Dr. Sanchez is Associate Professor of Theology at Harvard Divinity School. She received her doctorate in the study of religion in the Graduate School of Arts and Sciences at Harvard. Her first book, Calvin and the Resignification of the World: Creation, Incarnation, and the Problem of Political Theology was released by Cambridge University Press in 2019. It closely reads Calvin’s 1559 Institutes with attention to how its genre and pedagogical strategies shape its doctrinal arguments in a material context and with an eye to embodied activity. It also places the text in conversation with contemporary theorists of religion, ritual, secularization and political theology.


Yountae An

Yountae An is an Assistant Professor in the Religious Studies department at California State University – Northridge. He specializes in Religions of the Americas with a particular focus on Latin America and the Caribbean. Dr. An’s first book, The Decolonial Abyss (Fordham University Press, 2016) rethinks the relation between mysticism and politics by putting Neoplatonic mystical thought into conversation with continental philosophy and Afro-Caribbean philosophy.  


Part Two: Discerning a Research Trajectory

Saturday, April 24th, 1pm-2:30pm (Eastern U.S. Time)


Stefanie K. Dunning

Dr. Dunning is Associate Professor of English at Miami University of Ohio. She is author of the book, Black to Nature: Pastoral Return and African American Culture (2021) Her work has been published in African American ReviewMELUSSigns, and several other journals and anthologies. Dr. Dunning is currently at work on another book project, Kissing The Sky: Infinity, Presence and Embodied Time, which explores a range of texts in the context of temporality, contemplative Zen practices, and embodiment.


Linn Tonstad

Dr. Tonstad is Associate Professor of Theology, Religion, and Sexuality at Yale Divinity School. Professor Tonstad is a constructive theologian working at the intersection of systematic theology with feminist and queer theory. Her first book, God and Difference: The Trinity, Sexuality, and the Transformation of Finitude, was published by Routledge in 2016 and was named both as a best new book in ethics and a best new book in theology in Christian Century in the spring of 2017. Her second book, Queer Theology: Beyond Apologetics was published by Cascade in 2018. She is currently working on her third book, tentatively titled The Impossible Other: Theology, Queer Theory, and the Temptation of Human Redemption.


David K. Seitz

Dr.
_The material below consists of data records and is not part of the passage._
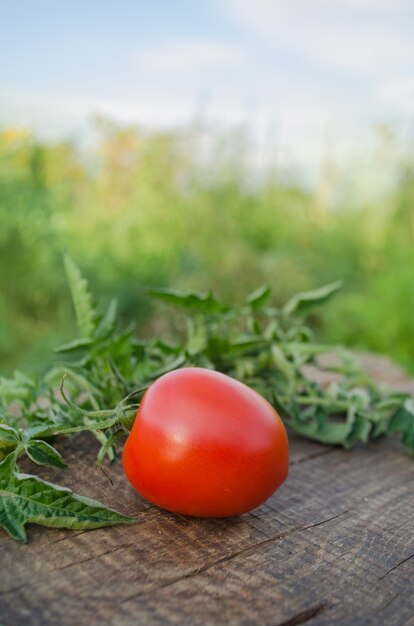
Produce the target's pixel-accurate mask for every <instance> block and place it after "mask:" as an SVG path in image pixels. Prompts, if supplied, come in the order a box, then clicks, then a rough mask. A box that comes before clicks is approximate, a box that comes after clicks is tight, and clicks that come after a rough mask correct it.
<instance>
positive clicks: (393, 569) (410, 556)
mask: <svg viewBox="0 0 414 626" xmlns="http://www.w3.org/2000/svg"><path fill="white" fill-rule="evenodd" d="M412 558H414V554H411V556H407V558H406V559H403V560H402V561H400V562H399V563H397V564H396V565H394V567H391V569H389V570H388V572H385V574H383V575H382V576H380V577H379V578H378V580H382V579H383V578H385V577H386V576H388V574H391V572H393V571H394V570H395V569H397V567H400V565H402V564H403V563H406V562H407V561H410V560H411V559H412Z"/></svg>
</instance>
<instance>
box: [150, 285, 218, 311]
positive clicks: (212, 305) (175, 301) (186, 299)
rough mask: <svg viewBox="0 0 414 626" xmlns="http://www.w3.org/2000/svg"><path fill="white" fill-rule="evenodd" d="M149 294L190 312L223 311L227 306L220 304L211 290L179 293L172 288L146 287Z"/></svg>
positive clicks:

Seitz is Assistant Professor of Cultural Geography at Harvey Mudd College. He is a critical geographer of liberal multiculturalism. His writing investigates the cultural, political, and affective dimensions of geographical processes, including urban gentrification, immigration and asylum, queer community formation, U.S. imperialism, and struggles over social reproduction. Seitz is the author of A House of Prayer for All People: Contesting Citizenship in a Queer Church (University of Minnesota Press, 2017).